We constantly react to the world around us, moment by moment. Sometimes our reactions surprise us, and it feels like we respond before we have even had a chance to understand what’s going on. When this happens, it is often because something is triggering us subconsciously, and we instinctively try to protect a thought that is very shaming for us.
Let me give you an example: Your son is running on a slippery surface and his feet are wet.
You tell him very directly and firmly not to run, because you know he is going to hurt himself.
He runs and he falls, and he starts to cry. You immediately shout “I told you not to run! Why don’t you just listen when I tell you something?” Your mood shifts, you become very angry and irritable and you lose connection with your son. Perhaps you punish him by taking him home or withholding a treat that you had promised him. Later, you regret this shift in your mood and you can't quite understand what came over you.
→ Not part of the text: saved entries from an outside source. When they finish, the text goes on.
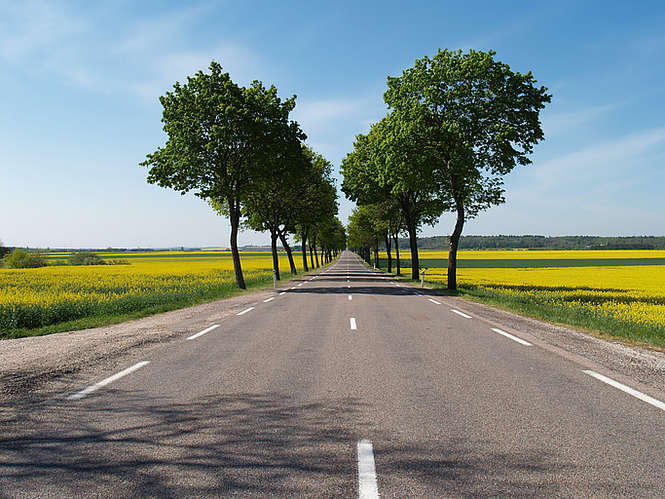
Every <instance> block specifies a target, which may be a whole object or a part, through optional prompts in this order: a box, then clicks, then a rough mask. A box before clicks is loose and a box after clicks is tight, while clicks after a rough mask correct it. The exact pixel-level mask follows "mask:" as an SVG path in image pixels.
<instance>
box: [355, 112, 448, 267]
mask: <svg viewBox="0 0 665 499" xmlns="http://www.w3.org/2000/svg"><path fill="white" fill-rule="evenodd" d="M431 166H432V165H431V163H428V162H427V161H426V157H425V156H424V155H423V154H422V151H421V147H420V144H419V143H418V142H416V141H415V140H414V137H413V136H412V135H411V134H410V133H409V132H408V129H407V128H406V127H404V124H403V123H402V120H401V119H399V117H398V116H395V115H394V113H391V114H389V115H388V116H386V117H385V118H383V119H382V120H381V121H379V122H378V123H376V124H374V125H373V126H372V128H371V130H370V132H369V134H367V135H358V136H357V137H356V141H355V143H354V150H353V152H351V153H349V154H348V155H347V156H346V157H345V158H344V160H343V161H342V175H343V176H344V182H343V183H342V190H343V191H344V193H345V194H346V195H347V197H349V198H350V199H351V200H352V201H355V202H356V203H358V205H363V204H370V203H378V202H383V201H386V200H389V199H393V200H394V201H395V202H396V203H397V205H398V206H399V208H400V210H401V218H402V221H403V225H404V227H406V231H407V233H408V234H409V246H410V249H411V278H412V279H418V272H419V261H418V260H419V259H418V231H419V230H420V227H421V226H422V225H423V224H430V225H431V224H434V223H435V222H436V220H437V219H438V217H439V216H440V215H441V213H443V203H442V202H441V200H440V199H439V197H438V196H439V190H440V189H439V186H438V185H437V179H436V177H435V176H434V172H433V170H432V167H431Z"/></svg>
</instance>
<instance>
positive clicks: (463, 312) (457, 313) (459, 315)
mask: <svg viewBox="0 0 665 499" xmlns="http://www.w3.org/2000/svg"><path fill="white" fill-rule="evenodd" d="M450 311H451V312H452V313H454V314H457V315H459V316H460V317H464V318H465V319H471V316H470V315H466V314H465V313H464V312H460V311H459V310H455V309H454V308H451V309H450Z"/></svg>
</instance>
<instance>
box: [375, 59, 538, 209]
mask: <svg viewBox="0 0 665 499" xmlns="http://www.w3.org/2000/svg"><path fill="white" fill-rule="evenodd" d="M494 55H495V53H494V52H493V51H489V52H478V51H474V50H470V51H469V52H468V53H462V51H460V50H458V51H449V50H440V51H439V52H438V53H437V54H436V55H435V56H434V57H433V58H431V59H430V58H429V57H423V58H422V59H418V60H416V62H415V64H414V66H413V67H412V68H409V69H407V70H405V71H404V72H403V73H402V76H400V77H395V78H393V77H389V78H388V90H387V91H386V93H385V94H384V100H385V102H386V104H388V106H389V107H390V108H392V109H394V116H395V119H396V120H397V121H398V122H399V123H400V127H399V128H400V131H401V133H403V134H407V135H409V136H410V137H412V138H413V140H414V141H415V142H416V143H418V144H419V145H420V147H421V148H422V153H421V156H422V163H423V164H428V165H430V168H432V172H433V175H434V177H435V178H436V182H437V183H438V185H439V189H440V193H439V194H440V198H441V200H442V202H443V203H444V205H445V209H446V210H450V211H457V210H459V209H460V208H461V209H463V211H464V218H466V219H469V218H472V217H474V216H476V215H477V213H478V212H479V211H481V210H484V209H486V208H488V207H489V206H492V205H495V204H499V203H502V202H504V198H503V192H504V190H503V182H502V179H501V176H502V175H505V174H507V173H509V172H510V171H511V170H512V169H513V168H514V167H515V166H516V165H528V164H530V163H531V160H530V159H529V157H528V155H529V154H530V153H531V152H532V150H533V145H534V144H535V143H537V142H538V141H540V140H542V139H543V132H542V129H541V126H540V121H539V112H540V110H541V109H543V108H544V106H545V103H547V102H550V99H551V96H550V95H549V94H547V89H546V88H544V87H537V86H536V85H535V80H534V78H533V76H532V74H531V73H530V72H528V73H525V74H522V73H517V72H513V71H511V69H510V67H509V66H508V65H507V64H504V63H502V62H499V61H495V60H494Z"/></svg>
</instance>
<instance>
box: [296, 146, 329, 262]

Here, the trigger relates to being listened to, being respected, or obedience. Your emotional reaction (anger) comes out so quickly because your brain is thinking something along the lines of “nobody ever respects me” or “why don't people ever pay attention to what I say?"
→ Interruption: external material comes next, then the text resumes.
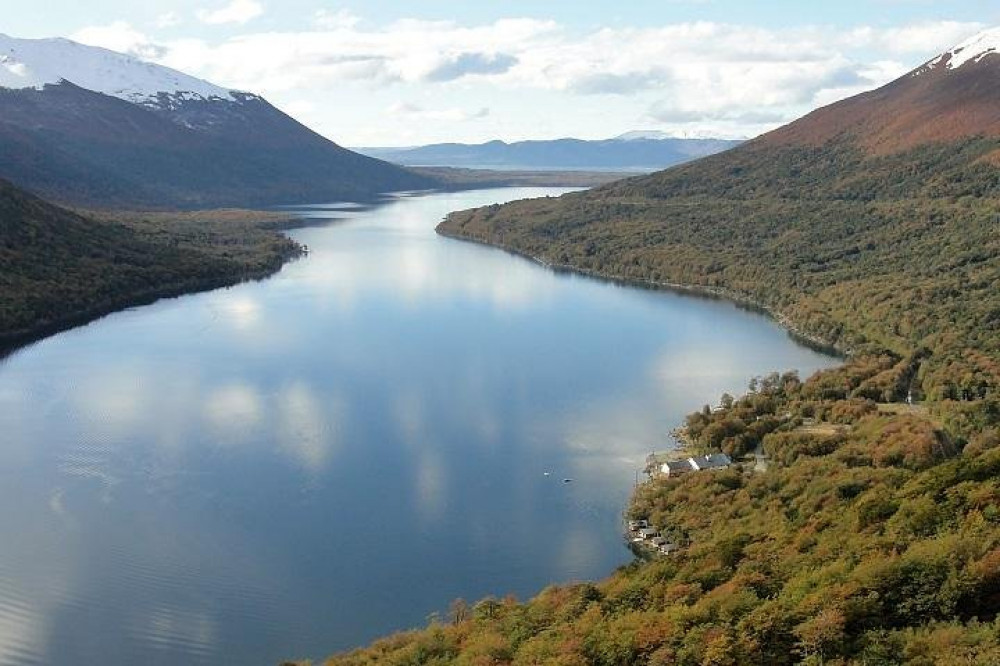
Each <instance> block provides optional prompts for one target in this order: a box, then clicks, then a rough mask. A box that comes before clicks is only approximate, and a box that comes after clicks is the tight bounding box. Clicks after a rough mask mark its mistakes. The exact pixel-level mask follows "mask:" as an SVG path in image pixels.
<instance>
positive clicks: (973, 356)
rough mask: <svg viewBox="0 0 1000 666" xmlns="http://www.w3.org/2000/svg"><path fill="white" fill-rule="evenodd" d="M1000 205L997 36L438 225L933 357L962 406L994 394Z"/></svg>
mask: <svg viewBox="0 0 1000 666" xmlns="http://www.w3.org/2000/svg"><path fill="white" fill-rule="evenodd" d="M998 211H1000V29H997V30H992V31H988V32H986V33H983V34H981V35H979V36H977V37H976V38H974V39H971V40H969V41H968V42H966V43H963V44H960V45H958V46H956V47H955V48H954V49H951V50H949V51H948V52H946V53H943V54H941V55H940V56H938V57H936V58H934V59H932V60H930V61H928V62H927V63H925V64H924V65H922V66H920V67H918V68H916V69H915V70H913V71H912V72H910V73H908V74H906V75H905V76H903V77H902V78H900V79H898V80H896V81H893V82H891V83H889V84H888V85H886V86H884V87H882V88H879V89H878V90H874V91H871V92H867V93H864V94H861V95H858V96H855V97H852V98H850V99H846V100H843V101H841V102H838V103H835V104H832V105H830V106H827V107H825V108H821V109H819V110H816V111H814V112H812V113H810V114H809V115H807V116H805V117H804V118H801V119H799V120H797V121H795V122H793V123H791V124H789V125H787V126H785V127H782V128H780V129H778V130H776V131H774V132H771V133H769V134H766V135H764V136H761V137H759V138H757V139H755V140H753V141H749V142H747V143H745V144H744V145H742V146H739V147H737V148H735V149H733V150H730V151H728V152H725V153H723V154H719V155H714V156H710V157H706V158H704V159H702V160H699V161H697V162H693V163H691V164H686V165H683V166H678V167H674V168H672V169H669V170H666V171H662V172H659V173H655V174H651V175H648V176H641V177H638V178H632V179H629V180H623V181H620V182H616V183H612V184H609V185H605V186H602V187H598V188H595V189H592V190H589V191H587V192H582V193H575V194H570V195H566V196H564V197H561V198H559V199H551V200H544V201H524V202H515V203H512V204H508V205H505V206H499V207H493V208H485V209H480V210H477V211H467V212H463V213H458V214H455V215H453V216H451V218H450V219H449V220H448V221H447V222H445V223H444V224H443V225H442V226H441V227H440V230H441V231H442V232H443V233H446V234H449V235H454V236H460V237H465V238H470V239H475V240H478V241H482V242H489V243H495V244H498V245H502V246H503V247H506V248H508V249H510V250H513V251H517V252H520V253H524V254H527V255H530V256H534V257H537V258H539V259H541V260H543V261H545V262H547V263H550V264H556V265H561V266H564V267H571V268H576V269H580V270H584V271H589V272H596V273H600V274H604V275H614V276H618V277H622V278H629V279H638V280H647V281H653V282H659V283H671V284H686V285H693V286H696V287H701V288H705V289H709V290H712V291H715V292H719V293H723V294H726V295H730V296H734V297H737V298H740V299H745V300H749V301H752V302H755V303H758V304H760V305H763V306H764V307H766V308H768V309H770V310H771V311H772V312H775V313H776V314H777V315H779V316H780V317H782V318H783V319H784V321H786V322H788V323H789V324H790V325H792V326H794V327H795V328H797V329H798V330H799V331H800V332H802V333H804V334H806V335H808V336H810V337H812V338H814V339H817V340H821V341H823V342H826V343H833V344H836V345H837V346H839V347H841V348H843V349H859V348H870V347H874V348H881V349H888V350H893V351H895V352H900V353H911V352H912V353H915V352H916V350H919V349H930V350H932V351H933V352H934V353H933V356H932V357H931V359H930V360H928V361H927V362H926V363H925V364H924V365H923V367H922V368H921V373H920V376H919V378H918V381H917V380H915V384H914V391H917V392H921V391H922V392H923V393H924V394H926V395H928V396H930V397H932V398H952V399H954V398H958V399H969V397H982V396H983V395H984V394H986V393H990V392H992V393H993V394H994V395H1000V336H998V335H997V331H998V327H1000V290H998V289H997V284H1000V259H998V257H1000V226H998V224H997V216H998ZM920 383H922V386H920Z"/></svg>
These self-critical thoughts are arising as a result of something even deeper that you believe about yourself and that feel very shameful about. Something is really boiling under the surface and you are trying to hide it.
We all have limiting beliefs, most of which were created in our childhood. And yes, they are stimulated now by the behaviour of your son or daughter!
The reason this happens is that you are thrown into such an intimate and vulnerable relationship that is very similar to the one you were experiencing when you were little. But now you are playing a different role. Am I scaring you? I know, it is a lot to take in.
The great news is that the latest research in neuroplasticity shows that the human brain, and the way we think, is actually “plastic” and therefore changeable. When we understand our limiting beliefs, we can consciously replace them with others that serve us better.
I believe that parenting offers a unique opportunity to access those limiting beliefs, and that your burning desire to be the best parent you can be, for the sake of your children, is the perfect motivation to shift your mindset.